If one thing is clear about remote work (at least according to an in-depth Pwc census in america, e by Adnkronos in Italy) is that many people prefer it, and would like at least 3 days of smartworking per week.
When the pandemic forced office employees to shut down, it instantly transformed them into digital nomads. Yes, it prevented them from spending time in person with colleagues, but many soon realized they preferred remote work over their office routines.
While remote workers of all ages contemplate their future (and while some offices and schools begin to reopen) many wonder if they wish to return to their old lives and what they are willing to sacrifice or endure in the years to come.
Office life and digital nomads
Even before the pandemic, there were those who wondered if office life was in tune with their aspirations.
We've spent years studying and to speak of “digital nomads”, workers who leave old houses and cities to live and work more freely and flexibly. The conditions that distanced workers from offices and major metropolitan areas, pushing them towards new lifestyles, were many regardless of the pandemic. Now this army of digital nomads (and aspiring ones) can reinvent their relationship with work.
Tinder and switch for big cities
Most of the digital nomads are the ones who enthusiastically started working for prestigious companies. She moved to big cities like Milan, New York and London, she wanted to spend her free time meeting new people, going to museums and trying new restaurants.
But then came the burnout.
While these cities offer great opportunities for recreation and creativity, digital nomads have rarely had time to take advantage of them. High costs of living, time constraints and work culture have contributed to making the lives of many oppressive. Many have compared the city life of professionals to a "hamster wheel".
Most of the digital nomads interviewed and involved in the recent studies had been drawn to what urban planner Richard Florida called in this very interesting little book “Creative class jobs”: roles in design, technology, marketing and entertainment.

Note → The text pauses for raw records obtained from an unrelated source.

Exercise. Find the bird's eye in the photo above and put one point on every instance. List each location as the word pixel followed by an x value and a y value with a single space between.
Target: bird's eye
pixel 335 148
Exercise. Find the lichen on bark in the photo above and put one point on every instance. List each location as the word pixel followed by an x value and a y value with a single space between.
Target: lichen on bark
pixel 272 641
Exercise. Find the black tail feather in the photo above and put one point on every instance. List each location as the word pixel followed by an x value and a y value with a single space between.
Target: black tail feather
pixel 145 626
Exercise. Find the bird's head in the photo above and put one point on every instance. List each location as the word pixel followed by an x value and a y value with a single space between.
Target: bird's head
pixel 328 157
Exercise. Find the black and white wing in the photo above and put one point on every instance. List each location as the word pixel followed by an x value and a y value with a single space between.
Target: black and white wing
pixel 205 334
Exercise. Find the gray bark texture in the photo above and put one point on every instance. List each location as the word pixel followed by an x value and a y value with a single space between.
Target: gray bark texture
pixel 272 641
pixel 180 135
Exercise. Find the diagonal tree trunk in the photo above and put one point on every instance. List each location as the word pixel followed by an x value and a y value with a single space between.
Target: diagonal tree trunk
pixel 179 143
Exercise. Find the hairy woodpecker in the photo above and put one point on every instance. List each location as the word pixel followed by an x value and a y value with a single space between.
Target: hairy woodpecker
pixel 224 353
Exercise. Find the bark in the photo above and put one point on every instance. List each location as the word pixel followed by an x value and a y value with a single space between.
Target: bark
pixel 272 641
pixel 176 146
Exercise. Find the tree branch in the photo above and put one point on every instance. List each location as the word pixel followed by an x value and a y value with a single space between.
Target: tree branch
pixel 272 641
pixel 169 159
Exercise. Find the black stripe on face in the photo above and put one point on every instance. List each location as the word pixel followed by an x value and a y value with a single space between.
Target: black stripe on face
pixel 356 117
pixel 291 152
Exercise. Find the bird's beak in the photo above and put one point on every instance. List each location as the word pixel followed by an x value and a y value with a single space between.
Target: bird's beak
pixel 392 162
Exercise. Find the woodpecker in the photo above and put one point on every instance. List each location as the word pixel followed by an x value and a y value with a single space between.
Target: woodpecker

They assumed that this job would prove rewarding enough to make up for the sacrifices in terms of free time spent on social and creative pursuits.
Yet most of these digital nomads soon realized that these works were far less interesting and creative than expected. Worse still, their employers continued to ask to be “all in” for the job and accept the control aspects of office life without providing the promised development, mentoring or rewards. Doesn't seem like a good way to spend 2 or 30 years on the job. True?
Looking for a new start
This awareness has caused a first form of "counter-exodus" of digital nomads. Yet, although they have left some of the most fascinating cities in the world, the digital nomads had not yet matured what we might call their own "class consciousness". The pandemic could offer many employees the opportunity to work remotely, and there is no reason to think that many will not take advantage of it to transform their working lives.
First of all by favoring smaller cities and towns, with cheaper real estate markets and greater contact with nature. Many of these places are not yet fully “gentrified”, and still possess vibrant local cultures. As commuters to work disappear from everyday life, reducing the days of work in the presence would give remote workers greater availability of income and more free time.
New, small support jobs
Digital nomads have often used time and money savings to try new things, even second jobs. A recent study has even found, somewhat paradoxically, that the satisfaction derived from starting a second job often also improves performance in the first jobs.
The future of work, while not entirely remote, will undoubtedly offer more remote options to far more digital nomads.
Sure, some business leaders are still reluctant to accept their employees' desire to leave the office behind, but local governments are embracing the trend, both in USA and in Europe, developing plans to attract remote workers. This migration, both national and international, has the potential to enrich communities and cultivate more satisfying working lives.